Emulsion templating is a relatively new fabrication method that generates porous scaffolds through the polymerization of high internal phase emulsions (HIPEs). Current studies focus on developing polyHIPEs with inherent osteoinductivity and investigating the utility of these candidate scaffolds as cell carriers. Specifically, we propose to develop HIPEs that utilize hydroxyapatite (HA) nanoparticles to impart osteoinductive character to the bone graft by facilitating osteogenic differentiation of human mesenchymal stem cells (hMSCs). In addition, we will investigate the potential of cell encapsulation in HIPEs before curing as a means to deliver and retain MSCs at the defect site. In addition to using polyHIPE as an injectable scaffold, we are exploring 3D printing of these emulsions to create tissue grafts with complex architectures. We currently have demonstrated that these emulsions inks can be printed with our cure-on-dispense technology, allowing for retention of microscale architecture and macroscale geometries. This new technology permits both the reproduction of anatomical features, as well as the microprinting of vessels to facilitate neovascularization into the microcellular foam graft.

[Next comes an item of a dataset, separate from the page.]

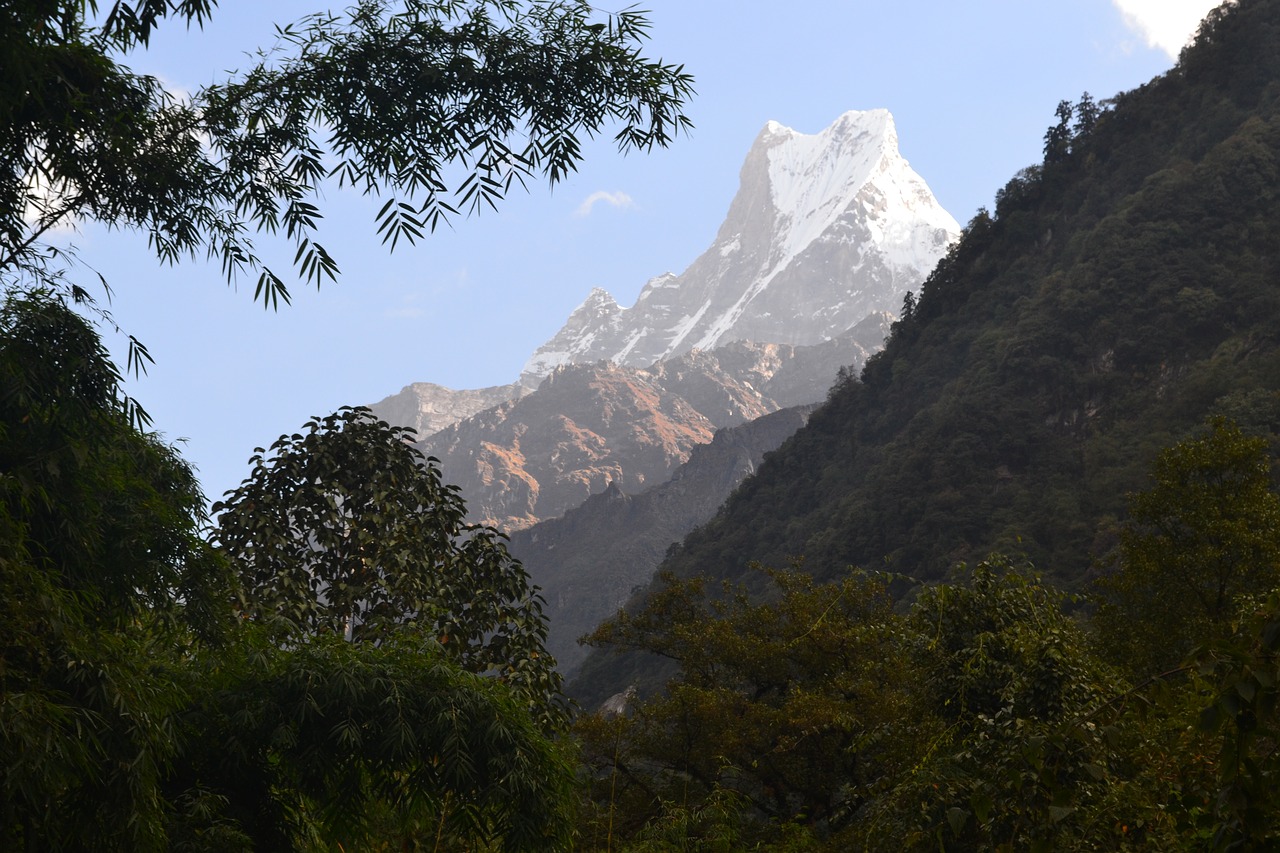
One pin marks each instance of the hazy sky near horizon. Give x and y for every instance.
(972, 87)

In collaboration with CECT, our lab aims to develop and characterize osteoblastic differentiation on polyHIPE scaffolds containing HA nanoparticles and evaluate deployment variables of polyHIPE scaffolds and viability of hMSCs after encapsulation.  Emulsion inks will be developed for 3D printing, and the printed polyHIPE scaffolds will be characterized with regard to their ability in reproducing anatomical structures with improved mechanical properties and permeability. Finally, hMSC bioactivity will be assessed as a function of graft printing variables and distance from microprinted channels.